Slower (or even slow) success in doing everything we need to do is better than very quickly doing only half of what we need to do. But it wouldn't be slow. Actually the speed would be fast, AND it would support 64-bit, if Span<T>.Length and Array.Length were conditionally compiled as 64-bit, and if the developers know the important point you made -- that in places where you require max speed with arrays of references, then you should preferably make a Span from the Array and write to the Span instead of directly writing to the Array. Very good to know!

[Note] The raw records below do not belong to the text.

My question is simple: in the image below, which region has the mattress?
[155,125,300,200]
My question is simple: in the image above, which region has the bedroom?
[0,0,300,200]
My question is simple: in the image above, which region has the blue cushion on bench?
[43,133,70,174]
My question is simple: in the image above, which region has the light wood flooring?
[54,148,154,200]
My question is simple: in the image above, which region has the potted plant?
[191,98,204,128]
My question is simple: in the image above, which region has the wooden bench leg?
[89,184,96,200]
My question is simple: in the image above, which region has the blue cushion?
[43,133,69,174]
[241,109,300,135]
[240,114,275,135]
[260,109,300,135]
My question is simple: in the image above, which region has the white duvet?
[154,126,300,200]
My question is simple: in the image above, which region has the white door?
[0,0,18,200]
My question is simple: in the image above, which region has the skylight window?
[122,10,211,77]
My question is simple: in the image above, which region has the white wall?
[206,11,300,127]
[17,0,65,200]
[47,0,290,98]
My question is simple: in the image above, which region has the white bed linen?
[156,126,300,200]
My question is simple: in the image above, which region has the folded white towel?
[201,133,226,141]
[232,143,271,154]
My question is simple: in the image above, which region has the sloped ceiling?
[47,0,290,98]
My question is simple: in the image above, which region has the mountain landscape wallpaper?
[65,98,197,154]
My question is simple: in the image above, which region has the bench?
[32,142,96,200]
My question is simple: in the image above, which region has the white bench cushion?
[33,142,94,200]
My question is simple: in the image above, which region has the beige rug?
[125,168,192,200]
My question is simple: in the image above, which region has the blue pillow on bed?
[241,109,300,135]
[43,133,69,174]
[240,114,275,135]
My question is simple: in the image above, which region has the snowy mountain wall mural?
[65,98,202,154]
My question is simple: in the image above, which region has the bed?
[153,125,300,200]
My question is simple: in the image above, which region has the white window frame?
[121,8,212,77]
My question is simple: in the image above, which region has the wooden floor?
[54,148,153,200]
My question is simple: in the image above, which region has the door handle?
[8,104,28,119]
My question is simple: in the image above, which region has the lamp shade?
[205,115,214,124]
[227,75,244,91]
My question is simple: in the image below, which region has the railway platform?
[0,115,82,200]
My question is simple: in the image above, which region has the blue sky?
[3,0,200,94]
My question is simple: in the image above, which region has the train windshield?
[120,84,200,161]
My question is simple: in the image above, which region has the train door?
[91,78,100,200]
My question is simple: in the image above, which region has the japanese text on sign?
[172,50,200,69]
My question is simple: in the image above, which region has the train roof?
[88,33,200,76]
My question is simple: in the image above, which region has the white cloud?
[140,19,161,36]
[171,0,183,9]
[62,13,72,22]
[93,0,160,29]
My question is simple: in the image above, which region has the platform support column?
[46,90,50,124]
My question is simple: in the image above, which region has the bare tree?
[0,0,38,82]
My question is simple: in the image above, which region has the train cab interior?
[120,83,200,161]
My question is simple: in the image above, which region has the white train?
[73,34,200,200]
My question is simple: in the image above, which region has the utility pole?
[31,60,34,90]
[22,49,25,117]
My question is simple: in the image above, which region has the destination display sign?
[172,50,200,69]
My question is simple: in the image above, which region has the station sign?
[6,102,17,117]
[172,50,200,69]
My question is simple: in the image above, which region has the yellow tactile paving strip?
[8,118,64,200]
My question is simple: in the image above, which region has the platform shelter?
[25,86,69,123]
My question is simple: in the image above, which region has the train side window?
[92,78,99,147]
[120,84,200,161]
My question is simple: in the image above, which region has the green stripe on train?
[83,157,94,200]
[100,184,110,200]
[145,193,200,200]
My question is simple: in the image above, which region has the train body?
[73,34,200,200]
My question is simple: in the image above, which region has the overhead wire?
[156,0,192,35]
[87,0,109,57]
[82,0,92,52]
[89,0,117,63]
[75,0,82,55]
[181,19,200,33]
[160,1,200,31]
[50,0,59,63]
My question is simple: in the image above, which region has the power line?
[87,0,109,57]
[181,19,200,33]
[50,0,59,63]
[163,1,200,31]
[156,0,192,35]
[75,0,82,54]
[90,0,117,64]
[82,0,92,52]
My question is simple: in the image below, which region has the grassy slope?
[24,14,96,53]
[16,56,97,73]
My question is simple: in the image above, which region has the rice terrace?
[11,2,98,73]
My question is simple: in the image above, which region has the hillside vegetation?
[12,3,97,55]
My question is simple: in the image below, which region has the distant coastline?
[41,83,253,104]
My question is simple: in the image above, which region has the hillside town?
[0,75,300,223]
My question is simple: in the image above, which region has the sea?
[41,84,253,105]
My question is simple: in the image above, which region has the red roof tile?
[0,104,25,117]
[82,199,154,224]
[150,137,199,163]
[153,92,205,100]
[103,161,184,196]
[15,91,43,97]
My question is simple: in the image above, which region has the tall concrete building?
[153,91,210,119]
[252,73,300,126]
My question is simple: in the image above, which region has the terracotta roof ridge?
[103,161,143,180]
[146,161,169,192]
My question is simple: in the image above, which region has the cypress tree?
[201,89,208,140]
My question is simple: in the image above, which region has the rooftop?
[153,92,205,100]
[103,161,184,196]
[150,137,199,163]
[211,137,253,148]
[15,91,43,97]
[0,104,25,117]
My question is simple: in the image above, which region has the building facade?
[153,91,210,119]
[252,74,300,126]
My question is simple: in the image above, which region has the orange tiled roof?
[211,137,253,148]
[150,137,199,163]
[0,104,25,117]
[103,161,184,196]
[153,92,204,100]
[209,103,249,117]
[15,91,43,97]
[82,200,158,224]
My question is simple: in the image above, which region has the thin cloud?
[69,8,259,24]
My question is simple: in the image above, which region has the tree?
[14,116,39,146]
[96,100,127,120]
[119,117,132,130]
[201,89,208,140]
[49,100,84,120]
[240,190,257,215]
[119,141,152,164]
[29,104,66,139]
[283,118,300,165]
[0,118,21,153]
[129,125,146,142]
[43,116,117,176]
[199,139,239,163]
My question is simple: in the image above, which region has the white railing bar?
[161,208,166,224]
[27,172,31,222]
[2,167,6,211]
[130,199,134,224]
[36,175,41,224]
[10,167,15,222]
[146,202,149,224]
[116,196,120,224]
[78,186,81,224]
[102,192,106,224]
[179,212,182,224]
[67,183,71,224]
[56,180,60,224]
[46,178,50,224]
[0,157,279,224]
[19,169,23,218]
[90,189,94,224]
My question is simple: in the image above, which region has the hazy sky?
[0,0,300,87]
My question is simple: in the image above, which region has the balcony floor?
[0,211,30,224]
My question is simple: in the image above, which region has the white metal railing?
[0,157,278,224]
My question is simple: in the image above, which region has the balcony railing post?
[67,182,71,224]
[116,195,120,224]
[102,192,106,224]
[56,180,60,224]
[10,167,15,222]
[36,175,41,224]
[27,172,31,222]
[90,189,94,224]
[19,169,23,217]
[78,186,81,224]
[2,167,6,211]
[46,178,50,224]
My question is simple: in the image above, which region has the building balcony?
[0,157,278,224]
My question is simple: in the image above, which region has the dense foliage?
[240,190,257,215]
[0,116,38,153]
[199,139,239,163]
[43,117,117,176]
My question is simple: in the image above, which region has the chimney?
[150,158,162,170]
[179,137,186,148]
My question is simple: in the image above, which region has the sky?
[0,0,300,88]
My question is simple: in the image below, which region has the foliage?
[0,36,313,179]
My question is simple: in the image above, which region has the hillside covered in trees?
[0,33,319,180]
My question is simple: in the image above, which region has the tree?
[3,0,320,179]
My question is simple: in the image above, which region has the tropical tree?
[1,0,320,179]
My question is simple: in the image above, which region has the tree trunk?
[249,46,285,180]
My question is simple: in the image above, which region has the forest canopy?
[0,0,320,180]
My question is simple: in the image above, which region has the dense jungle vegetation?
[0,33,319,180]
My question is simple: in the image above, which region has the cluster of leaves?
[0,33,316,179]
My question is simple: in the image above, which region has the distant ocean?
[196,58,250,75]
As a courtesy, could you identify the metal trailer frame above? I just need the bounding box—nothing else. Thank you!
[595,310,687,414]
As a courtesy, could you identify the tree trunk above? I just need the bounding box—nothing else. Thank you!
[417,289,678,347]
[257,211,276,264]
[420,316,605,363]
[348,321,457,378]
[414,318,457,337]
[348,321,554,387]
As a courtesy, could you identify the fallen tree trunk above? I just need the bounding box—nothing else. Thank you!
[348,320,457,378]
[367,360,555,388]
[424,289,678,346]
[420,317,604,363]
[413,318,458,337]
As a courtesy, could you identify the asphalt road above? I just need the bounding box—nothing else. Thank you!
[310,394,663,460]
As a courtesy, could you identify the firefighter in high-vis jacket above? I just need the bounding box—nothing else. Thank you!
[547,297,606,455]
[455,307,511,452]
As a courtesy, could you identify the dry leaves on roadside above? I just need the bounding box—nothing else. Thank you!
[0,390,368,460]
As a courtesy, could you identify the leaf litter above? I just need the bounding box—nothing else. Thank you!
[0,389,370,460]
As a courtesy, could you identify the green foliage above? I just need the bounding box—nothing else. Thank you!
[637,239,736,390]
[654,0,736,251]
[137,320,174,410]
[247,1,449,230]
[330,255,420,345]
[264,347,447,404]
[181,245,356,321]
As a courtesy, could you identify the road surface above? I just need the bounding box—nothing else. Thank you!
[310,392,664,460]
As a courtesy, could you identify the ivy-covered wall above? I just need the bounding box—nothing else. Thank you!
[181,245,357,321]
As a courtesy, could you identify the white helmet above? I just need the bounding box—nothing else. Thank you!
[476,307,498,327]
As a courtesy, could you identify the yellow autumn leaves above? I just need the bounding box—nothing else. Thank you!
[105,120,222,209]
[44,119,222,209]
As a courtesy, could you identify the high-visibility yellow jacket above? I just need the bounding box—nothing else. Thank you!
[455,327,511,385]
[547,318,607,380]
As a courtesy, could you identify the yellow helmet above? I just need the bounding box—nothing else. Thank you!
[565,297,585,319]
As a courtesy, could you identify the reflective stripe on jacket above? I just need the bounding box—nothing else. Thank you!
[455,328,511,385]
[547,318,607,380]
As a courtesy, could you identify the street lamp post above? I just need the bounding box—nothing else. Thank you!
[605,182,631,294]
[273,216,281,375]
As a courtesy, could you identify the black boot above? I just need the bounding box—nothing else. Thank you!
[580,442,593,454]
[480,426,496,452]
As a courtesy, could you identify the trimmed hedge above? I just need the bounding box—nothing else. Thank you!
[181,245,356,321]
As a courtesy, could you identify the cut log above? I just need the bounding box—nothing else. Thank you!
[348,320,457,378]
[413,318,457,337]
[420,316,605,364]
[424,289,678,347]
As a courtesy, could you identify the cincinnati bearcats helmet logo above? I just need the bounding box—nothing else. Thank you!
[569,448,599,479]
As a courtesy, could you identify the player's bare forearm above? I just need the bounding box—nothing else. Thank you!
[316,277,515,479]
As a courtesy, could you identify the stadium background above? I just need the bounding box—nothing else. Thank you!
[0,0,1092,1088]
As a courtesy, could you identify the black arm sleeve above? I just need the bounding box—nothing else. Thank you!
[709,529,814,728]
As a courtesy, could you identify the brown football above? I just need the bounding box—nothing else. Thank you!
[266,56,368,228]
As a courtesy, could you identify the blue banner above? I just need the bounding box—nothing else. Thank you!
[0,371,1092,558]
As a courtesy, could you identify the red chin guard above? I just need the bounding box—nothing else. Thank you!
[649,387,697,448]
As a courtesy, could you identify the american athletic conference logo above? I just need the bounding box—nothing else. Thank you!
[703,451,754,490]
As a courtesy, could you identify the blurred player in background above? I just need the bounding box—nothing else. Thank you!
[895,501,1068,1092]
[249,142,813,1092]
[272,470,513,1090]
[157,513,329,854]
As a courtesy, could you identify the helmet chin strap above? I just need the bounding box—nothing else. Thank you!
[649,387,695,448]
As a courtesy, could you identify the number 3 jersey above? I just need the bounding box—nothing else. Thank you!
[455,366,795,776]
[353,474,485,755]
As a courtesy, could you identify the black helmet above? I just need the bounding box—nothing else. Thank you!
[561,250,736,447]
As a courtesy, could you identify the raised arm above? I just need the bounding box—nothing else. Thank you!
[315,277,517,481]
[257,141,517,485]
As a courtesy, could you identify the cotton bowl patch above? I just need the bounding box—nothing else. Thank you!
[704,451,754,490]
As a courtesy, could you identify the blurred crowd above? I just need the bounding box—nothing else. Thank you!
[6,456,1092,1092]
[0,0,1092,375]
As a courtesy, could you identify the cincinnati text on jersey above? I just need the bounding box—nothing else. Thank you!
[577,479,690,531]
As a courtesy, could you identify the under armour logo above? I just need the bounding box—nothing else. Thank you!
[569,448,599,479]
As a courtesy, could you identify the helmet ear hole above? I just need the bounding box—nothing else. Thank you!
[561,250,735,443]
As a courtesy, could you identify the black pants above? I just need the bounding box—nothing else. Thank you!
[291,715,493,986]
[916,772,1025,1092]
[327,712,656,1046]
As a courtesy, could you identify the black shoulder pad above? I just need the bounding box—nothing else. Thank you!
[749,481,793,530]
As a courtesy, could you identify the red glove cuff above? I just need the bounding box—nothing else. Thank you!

But I wouldn't change how this speed gain is made available via Span<T> not Array.

And this doesn't even touch on what a time sink it would be for an app as large as Photoshop - with likely hundreds of third-party dependencies - to make sure that all of its dependencies are also "scientific edition" enlightened.

I know you're right, but aren't you putting scientific developers between a rock and a hard place? It's true what you say about that Photoshop example, but what's the alternative? It seems like big-data developers end up being stuck with:

  1. No big arrays via a "scientific edition", because of the true problem you described.
  2. No big arrays via any other solution, because the .NET Team seems to have little motivation to implement these other solutions, for reasons that are also valid and understandable.

You're right on point 1 and you're also right on point 2, but unfortunately this practically means the big arrays will probably be stalled forever, never delivered, making C# unattractive for sci/big-data developers.

True what you say about Photoshop plugins, but what if nearly all of those plugin developers say they're willing to accept the recompile anyway? This is the case with the sci/big-data -- they're apparently willing to accept the downside of the recompile. Yes it's a problem, you're right, but they accept this problem anyway. It's a price they're willing to pay.